Само его желание заниматься театром во многом, как оказалось, связано с "русским" сюжетом: в 17 лет, посмотрев фильм Эйзенштейна "Иван Грозный", он был покорен его радикальной условностью, и вот условный театр во всем его блеске предстал перед публикой московского Театра Наций.
В сотрудничестве с экстравагантным франко-американским дуэтом COCOROSIE Уилсон сочинил отточенный до балетного дивертисмента музыкальный шлягер, в котором слышатся отголоски ирландских и русских песен, Тома Вейтса и Игоря Стравинского, а то и вовсе японская средневековая музыка взрывается звоном медных тарелок.
На фоне сияющего экрана - дерево, на нем - Пушкин (он же - Рассказчик) с рыжей копной волос из-под шляпы, этакий Веселый Шляпник из бертоновской "Алисы в Стране чудес". Набеленное лицо-маска позволяет Евгению Миронову обрести ту степень свободы, которая делает каждое его движение, каждый интонационный поворот отточенным до анимационного образа. Глядя на то, как расчетливо-непринужденно он качает ногой, как свободно, но подчиняясь строгому закону, плывут его интонации от одной акустической "тени" к другой, точно в огромной энциклопедии - от старого советского радио к мхатовским спектаклям 50-х годов, от Смоктуновского до Бродского, - думаешь: не о такой ли сверхмарионетке мечтал Гордон Крэг? Как, когда русские артисты смогли освободиться от тяготевшего над ними сентиментального психологизма и превратиться в виртуозов не хуже мастеров Кабуки или "Комеди Франсез" с их культом формального совершенства?
Китаевидная дива, которая в последней сказке окажется Шамаханской царицей, Сэсэг Хапсасова растягивает Пролог, раскосо глядя в партер - там русский дух, там Русью пахнет... Она и уведет в финале зачарованного Царя Дадона (Марианна Шульц играет его в очередь с Дарьей Мороз) в свой шатер, оставив снаружи тела двух его погибших на войне сыновей.
Но выстраивать единую драматургию из сказок Уилсон, кажется, вовсе не собирался. Они парят непринужденно и легко - каждая сама по себе и все вместе, как волшебное зазеркалье наших снов, грехов и страхов, сотканные из теней и всевозможной чепухи.

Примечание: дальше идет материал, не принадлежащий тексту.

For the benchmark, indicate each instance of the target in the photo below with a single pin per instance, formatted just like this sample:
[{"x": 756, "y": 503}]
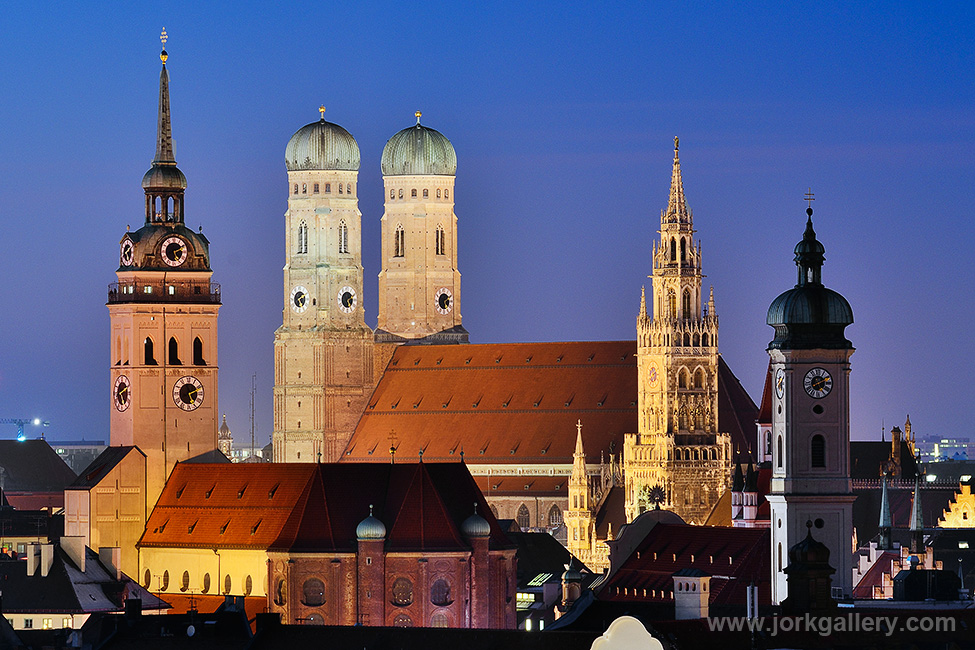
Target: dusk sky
[{"x": 562, "y": 116}]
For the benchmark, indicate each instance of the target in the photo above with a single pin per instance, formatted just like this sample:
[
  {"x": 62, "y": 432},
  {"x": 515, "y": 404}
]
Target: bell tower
[
  {"x": 419, "y": 285},
  {"x": 678, "y": 460},
  {"x": 163, "y": 310},
  {"x": 810, "y": 358},
  {"x": 323, "y": 351}
]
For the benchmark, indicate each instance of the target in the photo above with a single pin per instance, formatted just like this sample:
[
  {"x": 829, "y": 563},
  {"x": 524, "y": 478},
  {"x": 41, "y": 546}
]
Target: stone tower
[
  {"x": 811, "y": 418},
  {"x": 163, "y": 312},
  {"x": 323, "y": 351},
  {"x": 419, "y": 285},
  {"x": 678, "y": 460}
]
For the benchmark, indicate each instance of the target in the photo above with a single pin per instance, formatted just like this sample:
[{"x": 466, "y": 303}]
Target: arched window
[
  {"x": 402, "y": 592},
  {"x": 440, "y": 243},
  {"x": 399, "y": 242},
  {"x": 302, "y": 238},
  {"x": 817, "y": 451},
  {"x": 313, "y": 592},
  {"x": 554, "y": 515},
  {"x": 343, "y": 237},
  {"x": 281, "y": 592},
  {"x": 440, "y": 593}
]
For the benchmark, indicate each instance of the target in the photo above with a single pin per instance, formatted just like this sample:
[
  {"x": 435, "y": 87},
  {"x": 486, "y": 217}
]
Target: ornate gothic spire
[
  {"x": 676, "y": 206},
  {"x": 164, "y": 131}
]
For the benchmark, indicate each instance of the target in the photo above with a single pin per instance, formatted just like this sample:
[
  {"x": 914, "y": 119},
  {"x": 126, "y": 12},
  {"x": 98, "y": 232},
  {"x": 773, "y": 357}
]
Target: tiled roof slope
[
  {"x": 516, "y": 403},
  {"x": 31, "y": 465},
  {"x": 308, "y": 507},
  {"x": 669, "y": 548}
]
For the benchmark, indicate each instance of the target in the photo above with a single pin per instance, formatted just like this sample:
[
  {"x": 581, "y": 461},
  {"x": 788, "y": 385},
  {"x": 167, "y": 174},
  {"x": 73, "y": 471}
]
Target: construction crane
[{"x": 21, "y": 423}]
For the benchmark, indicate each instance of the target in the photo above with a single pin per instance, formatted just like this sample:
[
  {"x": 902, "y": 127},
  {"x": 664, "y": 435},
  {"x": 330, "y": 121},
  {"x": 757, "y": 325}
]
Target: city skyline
[{"x": 563, "y": 125}]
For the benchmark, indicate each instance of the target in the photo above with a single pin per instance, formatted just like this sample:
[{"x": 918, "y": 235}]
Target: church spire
[
  {"x": 164, "y": 130},
  {"x": 676, "y": 206}
]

Уилсон постоянно меняет перспективу: вот у него огромная золотая рыбка "выплывает" из-под сцены - это прекрасная Елена Николаева в горящем чешуей платье с хвостом распевает свое "чего тебе надобно, старче". Или в пустом пространстве на фоне светящегося голубого экрана зависает маленькая лодочка с ладонь величиной, и этого хватает, чтобы погрузить нас в огромное пространство "Сказки о рыбаке и рыбке" с его морем неуемных желаний. Изысканный Рыбак (Александр Строев) медленно, как и положено в сновидческом, волшебном театре Уилсона, который только по ошибке называют "театром художника", движется от одной кулисы к другой, мимо подсвеченной рампы, точно в старинном театре, и на каждый звон медных тарелок исчезает, предварительно наградив нас (или себя самого?) высунутым языком.
Нежная газовая ткань колыхнется волной, движимая властью волшебного Творца, и исчезнет, а очумевшую Старуху (Татьяна Щанкина) выведут под рученьки мейерхольдовские или уилсоновские слуги просцениума-стражники-"стиляги" с коконами на головах.
Медведица (из одноименной сказки) вдруг покажется на мгновение Раневской в вишневом саду (конструкция костюмов Юлии фон Лелива такова, что они то и дело оборачиваются чем-то иным), а потом обнаружится, что таинственный ритм этого сказочного эскиза, его анимационная мистерия и есть центр всей композиции.
И между всеми этими видениями, включая агитпроповского попа в рыжей бороде из пакли, будет "глумиться" рыжий Пушкин, в чьих глазах - слезы, а на устах - загадочная улыбка исчезающего Чеширского кота из сказки Льюиса Кэрролла. "Брожу ли вдоль улиц шумных..." - услышим мы его короткую ламентацию на ветке.
И вдруг окажется, что Эйзенштейн и Мейерхольд с их искусством экономного и выразительного монтажа, позаимствованного в культуре Дальнего Востока и отправленного в долгое путешествие на Запад, вернулось к нам в праздничном и философском облике спектакля, сочиненного американским сказочником.